To Clothe the Naked

Behind the scene ...

Prunty’s research (1998, p. 195) provides a significant insight into the complex web of factors at play in attempts to redress poverty in Ireland during the 1830s. She argues that the “environmental issues of slum housing and infectious disease were closely related to the question of poor relief. As practically every interested party concurred, the scandalous health and living conditions were only the external evidence of grossly insufficient and precarious income. When the family income was barely sufficient to meet the urgent needs of food and rent – clothing was well down the list – there was no margin for ‘putting by’ for the inevitable period of slack work or for sickness, injury, old age or confinement. It was the irregularity and insufficiency of income which led to the pitiable situation whereby poverty and disease were found ‘mutual cause and effect’ ...”

Ingles (1835, p. 303) describes the scene in two hovels he visited in Limerick, as follows:

“In one which I entered I noticed a small opening leading in to an inner room. I lighted a bit of paper at the embers of a turf which lay in the chimney and looked in.

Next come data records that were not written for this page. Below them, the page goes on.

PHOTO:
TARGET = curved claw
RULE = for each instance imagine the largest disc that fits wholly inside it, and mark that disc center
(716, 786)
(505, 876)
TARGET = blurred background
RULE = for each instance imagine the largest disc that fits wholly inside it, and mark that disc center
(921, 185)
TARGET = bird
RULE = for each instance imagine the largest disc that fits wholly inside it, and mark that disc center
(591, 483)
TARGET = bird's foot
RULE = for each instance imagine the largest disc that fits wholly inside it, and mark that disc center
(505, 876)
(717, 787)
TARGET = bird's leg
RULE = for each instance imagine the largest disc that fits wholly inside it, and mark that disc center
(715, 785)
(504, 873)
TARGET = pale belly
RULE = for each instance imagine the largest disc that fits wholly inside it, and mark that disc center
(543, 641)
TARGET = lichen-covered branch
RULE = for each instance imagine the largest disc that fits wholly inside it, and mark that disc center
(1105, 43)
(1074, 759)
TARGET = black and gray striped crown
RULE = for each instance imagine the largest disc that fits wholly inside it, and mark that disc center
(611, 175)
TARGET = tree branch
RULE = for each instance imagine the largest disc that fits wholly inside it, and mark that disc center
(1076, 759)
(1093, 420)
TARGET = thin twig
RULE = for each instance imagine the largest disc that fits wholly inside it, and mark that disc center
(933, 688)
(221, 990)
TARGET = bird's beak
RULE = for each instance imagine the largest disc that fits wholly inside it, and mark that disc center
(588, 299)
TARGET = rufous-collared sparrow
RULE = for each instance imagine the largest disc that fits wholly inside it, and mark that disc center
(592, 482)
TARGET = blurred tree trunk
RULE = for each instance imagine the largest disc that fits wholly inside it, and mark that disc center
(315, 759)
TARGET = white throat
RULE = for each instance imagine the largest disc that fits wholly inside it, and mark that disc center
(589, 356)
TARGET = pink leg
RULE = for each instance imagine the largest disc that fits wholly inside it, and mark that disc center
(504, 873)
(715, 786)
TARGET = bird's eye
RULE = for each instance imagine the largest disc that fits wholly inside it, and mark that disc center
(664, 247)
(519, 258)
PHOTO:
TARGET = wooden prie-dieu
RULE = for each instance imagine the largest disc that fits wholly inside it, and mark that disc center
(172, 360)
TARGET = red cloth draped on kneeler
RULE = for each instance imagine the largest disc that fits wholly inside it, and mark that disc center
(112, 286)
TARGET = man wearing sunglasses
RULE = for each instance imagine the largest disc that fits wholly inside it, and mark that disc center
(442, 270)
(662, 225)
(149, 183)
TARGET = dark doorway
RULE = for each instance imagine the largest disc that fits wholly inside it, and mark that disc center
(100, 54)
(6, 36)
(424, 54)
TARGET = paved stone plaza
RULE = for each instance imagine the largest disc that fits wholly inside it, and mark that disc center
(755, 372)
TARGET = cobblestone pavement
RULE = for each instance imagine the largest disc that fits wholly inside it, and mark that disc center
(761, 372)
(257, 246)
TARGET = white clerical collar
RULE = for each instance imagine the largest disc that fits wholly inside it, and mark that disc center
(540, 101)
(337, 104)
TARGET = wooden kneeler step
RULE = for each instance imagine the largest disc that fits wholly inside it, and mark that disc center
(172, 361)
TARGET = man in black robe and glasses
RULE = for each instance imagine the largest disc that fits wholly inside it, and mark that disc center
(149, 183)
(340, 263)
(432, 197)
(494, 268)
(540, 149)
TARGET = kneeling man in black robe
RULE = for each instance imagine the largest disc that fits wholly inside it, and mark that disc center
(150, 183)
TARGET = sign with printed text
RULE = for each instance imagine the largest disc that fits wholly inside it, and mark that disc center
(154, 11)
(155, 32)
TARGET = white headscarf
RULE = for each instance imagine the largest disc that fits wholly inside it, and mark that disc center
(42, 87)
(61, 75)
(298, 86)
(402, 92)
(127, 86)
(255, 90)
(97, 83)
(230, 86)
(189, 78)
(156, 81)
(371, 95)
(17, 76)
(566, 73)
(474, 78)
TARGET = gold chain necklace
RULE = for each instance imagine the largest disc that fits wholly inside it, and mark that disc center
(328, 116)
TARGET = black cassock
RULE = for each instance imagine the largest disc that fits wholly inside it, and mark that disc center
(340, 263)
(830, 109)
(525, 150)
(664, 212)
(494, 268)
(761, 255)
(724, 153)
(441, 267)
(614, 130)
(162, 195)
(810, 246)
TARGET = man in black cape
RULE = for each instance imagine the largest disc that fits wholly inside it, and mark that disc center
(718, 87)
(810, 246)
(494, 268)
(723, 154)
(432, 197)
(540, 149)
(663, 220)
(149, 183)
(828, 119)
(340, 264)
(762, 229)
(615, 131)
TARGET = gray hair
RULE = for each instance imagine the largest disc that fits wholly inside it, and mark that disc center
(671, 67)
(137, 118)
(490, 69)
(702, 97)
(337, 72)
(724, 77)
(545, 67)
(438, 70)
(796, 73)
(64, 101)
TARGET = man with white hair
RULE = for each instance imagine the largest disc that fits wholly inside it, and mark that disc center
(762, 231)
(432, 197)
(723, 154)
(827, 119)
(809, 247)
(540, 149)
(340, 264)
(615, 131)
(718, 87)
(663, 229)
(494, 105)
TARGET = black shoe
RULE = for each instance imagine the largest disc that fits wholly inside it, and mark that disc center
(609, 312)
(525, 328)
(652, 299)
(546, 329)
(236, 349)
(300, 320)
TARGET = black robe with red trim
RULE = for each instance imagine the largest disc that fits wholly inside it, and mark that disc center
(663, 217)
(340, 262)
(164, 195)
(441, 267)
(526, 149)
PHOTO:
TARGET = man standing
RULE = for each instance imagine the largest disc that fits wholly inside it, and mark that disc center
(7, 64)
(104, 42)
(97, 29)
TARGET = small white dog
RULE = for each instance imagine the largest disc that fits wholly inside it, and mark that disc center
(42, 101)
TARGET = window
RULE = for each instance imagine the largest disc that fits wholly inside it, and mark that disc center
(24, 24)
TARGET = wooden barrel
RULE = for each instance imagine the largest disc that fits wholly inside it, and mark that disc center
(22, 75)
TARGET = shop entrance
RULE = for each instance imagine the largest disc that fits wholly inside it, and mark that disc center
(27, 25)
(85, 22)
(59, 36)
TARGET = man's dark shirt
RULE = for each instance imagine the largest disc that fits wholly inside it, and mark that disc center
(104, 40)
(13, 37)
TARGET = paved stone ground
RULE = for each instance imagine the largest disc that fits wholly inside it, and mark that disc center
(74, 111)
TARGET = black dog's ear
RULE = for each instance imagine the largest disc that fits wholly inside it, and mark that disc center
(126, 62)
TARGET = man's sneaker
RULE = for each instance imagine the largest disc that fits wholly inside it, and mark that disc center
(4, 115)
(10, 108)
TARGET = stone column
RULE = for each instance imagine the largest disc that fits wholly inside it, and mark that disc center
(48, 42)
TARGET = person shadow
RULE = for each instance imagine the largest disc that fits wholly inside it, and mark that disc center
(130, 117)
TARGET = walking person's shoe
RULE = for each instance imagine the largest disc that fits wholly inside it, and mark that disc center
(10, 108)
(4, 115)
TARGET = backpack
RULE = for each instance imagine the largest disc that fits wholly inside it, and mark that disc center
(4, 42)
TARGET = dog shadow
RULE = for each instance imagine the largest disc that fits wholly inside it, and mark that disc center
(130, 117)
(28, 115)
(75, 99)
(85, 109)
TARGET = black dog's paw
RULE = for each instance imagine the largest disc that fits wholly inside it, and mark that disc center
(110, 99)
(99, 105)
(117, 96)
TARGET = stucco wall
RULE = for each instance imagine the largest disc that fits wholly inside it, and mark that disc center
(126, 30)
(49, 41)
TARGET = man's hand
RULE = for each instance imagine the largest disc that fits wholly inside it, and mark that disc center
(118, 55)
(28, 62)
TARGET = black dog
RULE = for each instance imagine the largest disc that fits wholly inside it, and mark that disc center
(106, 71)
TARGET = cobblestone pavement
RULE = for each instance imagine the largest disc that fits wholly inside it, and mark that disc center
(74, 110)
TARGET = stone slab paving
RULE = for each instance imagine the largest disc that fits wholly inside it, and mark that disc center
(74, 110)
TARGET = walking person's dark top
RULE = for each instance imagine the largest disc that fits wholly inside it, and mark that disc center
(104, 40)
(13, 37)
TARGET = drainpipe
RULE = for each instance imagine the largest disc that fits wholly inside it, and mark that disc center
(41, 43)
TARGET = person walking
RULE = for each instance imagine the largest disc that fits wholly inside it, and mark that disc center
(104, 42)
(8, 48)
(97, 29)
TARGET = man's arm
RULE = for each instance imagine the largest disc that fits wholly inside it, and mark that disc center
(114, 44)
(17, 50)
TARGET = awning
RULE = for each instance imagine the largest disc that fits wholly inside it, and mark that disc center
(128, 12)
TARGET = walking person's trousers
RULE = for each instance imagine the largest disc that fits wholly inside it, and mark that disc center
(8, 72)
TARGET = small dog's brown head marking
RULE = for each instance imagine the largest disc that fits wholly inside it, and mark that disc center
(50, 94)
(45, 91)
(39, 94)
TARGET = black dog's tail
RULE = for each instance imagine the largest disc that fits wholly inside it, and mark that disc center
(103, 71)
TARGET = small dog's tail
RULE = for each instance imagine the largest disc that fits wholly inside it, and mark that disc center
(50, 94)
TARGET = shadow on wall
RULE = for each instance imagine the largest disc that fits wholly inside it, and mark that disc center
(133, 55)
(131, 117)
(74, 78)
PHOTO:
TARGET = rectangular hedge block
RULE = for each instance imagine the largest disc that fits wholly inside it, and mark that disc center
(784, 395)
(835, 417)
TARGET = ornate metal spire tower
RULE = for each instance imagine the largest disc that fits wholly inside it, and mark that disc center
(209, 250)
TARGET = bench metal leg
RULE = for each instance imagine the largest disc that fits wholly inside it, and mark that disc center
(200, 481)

It was a cellar, wholly dark, and about twelve feet square; two bundles of straw lay in two corners; on one sat a bed-ridden woman; on another lay two naked children – literally naked, with a torn rag of some kind thrown over them both ... In a cellar which I entered, and which was almost quite dark, and slippery with damp, I found a man sitting on a little sawdust. He was naked: he had not even a shirt ...”        

References

Prunty, J. (1998) Dublin Slums 1800-1925: A Study in Urban Geography Dublin: Irish Academic Press.

Inglis, H. D. (1835) Ireland in 1834: A journey throughout Ireland London: Whittaker and Co.